サムスンは、今回のパリ・オリンピック&パラリンピック大会で、オリンピックとパラリンピックの選手、ファミリー(役員など)を対象に、同社の新製品スマホ「Galaxy Z Flip6 オリンピック・エディション」約17000台を提供する。パラリンピックはこれからだが、オリンピックでの、その効果は絶大だった。選手村で製品を受け取った選手たちが、早速、そのことを動画に撮ってSNSで発信した。同製品の他にも医療品などが選手村で配られるのだが、そのキットを紹介する動画がたくさん流れていた。サムスンにすれば、製品を渡しただけで、世界中のオリンピアンがタダで、新製品の宣伝をしてくれていることになる。過去に、日本代表選手団に対して、NTTドコモがスマホを、パナソニックが小型ビデオカメラを提供したことはあった。しかし、選手たちが、そのことを発信することはなかった。その思考も、手段もなかった。時代が変わったのだ。

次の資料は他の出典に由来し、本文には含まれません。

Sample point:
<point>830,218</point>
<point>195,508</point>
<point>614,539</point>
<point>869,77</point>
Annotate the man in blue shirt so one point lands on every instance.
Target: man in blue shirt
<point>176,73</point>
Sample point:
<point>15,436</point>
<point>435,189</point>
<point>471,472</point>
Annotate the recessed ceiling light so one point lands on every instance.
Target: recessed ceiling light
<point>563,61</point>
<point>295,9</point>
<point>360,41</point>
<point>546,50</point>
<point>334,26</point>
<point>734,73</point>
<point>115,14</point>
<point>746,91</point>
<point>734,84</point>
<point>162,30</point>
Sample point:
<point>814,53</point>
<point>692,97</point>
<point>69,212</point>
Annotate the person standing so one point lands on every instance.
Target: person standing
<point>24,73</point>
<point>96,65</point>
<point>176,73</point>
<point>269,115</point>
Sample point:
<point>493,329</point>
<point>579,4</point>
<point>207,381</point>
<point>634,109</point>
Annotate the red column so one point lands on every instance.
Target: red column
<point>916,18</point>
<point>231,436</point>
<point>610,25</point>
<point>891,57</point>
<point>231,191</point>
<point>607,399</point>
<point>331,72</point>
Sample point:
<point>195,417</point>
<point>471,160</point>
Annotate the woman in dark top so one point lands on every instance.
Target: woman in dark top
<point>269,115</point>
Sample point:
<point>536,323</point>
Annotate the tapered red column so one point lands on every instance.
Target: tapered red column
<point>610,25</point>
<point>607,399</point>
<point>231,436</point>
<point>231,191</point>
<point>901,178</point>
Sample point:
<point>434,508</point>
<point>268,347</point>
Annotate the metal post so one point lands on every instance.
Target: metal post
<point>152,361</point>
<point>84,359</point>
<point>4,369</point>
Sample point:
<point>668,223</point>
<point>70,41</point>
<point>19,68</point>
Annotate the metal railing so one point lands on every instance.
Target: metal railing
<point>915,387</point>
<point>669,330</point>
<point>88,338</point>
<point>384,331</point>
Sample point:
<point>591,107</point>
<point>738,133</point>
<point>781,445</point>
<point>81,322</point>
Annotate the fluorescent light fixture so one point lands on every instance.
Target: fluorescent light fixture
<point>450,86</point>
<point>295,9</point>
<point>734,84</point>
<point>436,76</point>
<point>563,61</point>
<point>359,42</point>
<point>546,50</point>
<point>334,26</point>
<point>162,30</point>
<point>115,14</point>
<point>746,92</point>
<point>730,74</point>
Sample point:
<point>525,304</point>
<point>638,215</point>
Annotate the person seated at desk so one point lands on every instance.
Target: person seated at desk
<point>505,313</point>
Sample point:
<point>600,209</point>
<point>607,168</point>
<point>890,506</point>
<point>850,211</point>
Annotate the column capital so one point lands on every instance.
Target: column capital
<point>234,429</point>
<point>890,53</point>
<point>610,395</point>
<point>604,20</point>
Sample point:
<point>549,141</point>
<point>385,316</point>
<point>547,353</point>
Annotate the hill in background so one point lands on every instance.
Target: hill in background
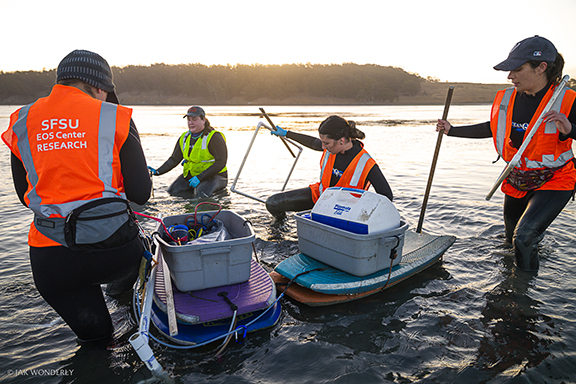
<point>288,84</point>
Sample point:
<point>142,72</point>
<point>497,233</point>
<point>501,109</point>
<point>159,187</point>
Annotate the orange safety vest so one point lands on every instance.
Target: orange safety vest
<point>69,143</point>
<point>354,175</point>
<point>545,150</point>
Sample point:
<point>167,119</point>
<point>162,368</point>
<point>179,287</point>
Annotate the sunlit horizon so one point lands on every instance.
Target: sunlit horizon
<point>431,39</point>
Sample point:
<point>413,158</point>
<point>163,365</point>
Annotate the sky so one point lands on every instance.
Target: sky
<point>450,40</point>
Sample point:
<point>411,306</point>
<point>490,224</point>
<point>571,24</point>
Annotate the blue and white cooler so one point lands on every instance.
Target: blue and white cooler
<point>359,232</point>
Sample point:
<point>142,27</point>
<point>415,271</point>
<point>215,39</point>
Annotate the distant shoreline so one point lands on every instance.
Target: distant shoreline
<point>431,93</point>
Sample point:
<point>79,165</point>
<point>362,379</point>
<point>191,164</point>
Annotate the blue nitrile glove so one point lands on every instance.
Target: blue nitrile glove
<point>154,172</point>
<point>194,182</point>
<point>279,131</point>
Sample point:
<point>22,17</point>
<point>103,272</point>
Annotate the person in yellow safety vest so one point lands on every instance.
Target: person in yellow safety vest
<point>541,185</point>
<point>344,163</point>
<point>72,149</point>
<point>203,153</point>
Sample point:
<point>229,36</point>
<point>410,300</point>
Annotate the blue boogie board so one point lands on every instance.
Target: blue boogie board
<point>333,285</point>
<point>204,332</point>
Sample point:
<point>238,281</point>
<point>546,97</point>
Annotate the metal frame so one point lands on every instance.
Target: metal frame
<point>261,124</point>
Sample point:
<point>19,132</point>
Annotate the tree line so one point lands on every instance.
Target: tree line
<point>233,84</point>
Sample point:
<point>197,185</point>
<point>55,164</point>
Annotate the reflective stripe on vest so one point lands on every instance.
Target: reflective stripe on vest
<point>198,156</point>
<point>107,127</point>
<point>547,160</point>
<point>355,180</point>
<point>325,157</point>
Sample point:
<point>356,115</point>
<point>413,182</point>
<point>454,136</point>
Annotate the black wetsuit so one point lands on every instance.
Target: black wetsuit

そして、それ以上に、インパクトがあったのが表彰式だ。メダル授与、優勝者の国歌吹奏の後の表彰台上でのフォトセッションのときに、係員がメダリストにスマホを渡し、自撮りを促していた。金、銀、銅メダリストたちが仲良く写真を撮る。もちろんその画像はすぐにSNSで拡散される。その交流を深め、広めるツールとしてメダリストの手にあるのは、選手村でも配っていたスマホ「Galaxy Z Flip6 オリンピック・エディション」だ。
オリンピックの表彰式でメダリストに自社製品を持たせ、使わせるなんて、史上最高のスポンサー・アクティベーション(スポンサーの権利を活用してコミュニケーション、プロモーション、キャンペーン、イベントなどを実施すること)ではないか。
選手・役員へのスマホの提供も表彰台での自撮り促進も、SNS時代のオリンピックだからこその仕掛けであり、見事にはまった。サムスンの幹部は笑いが止まらないだろう。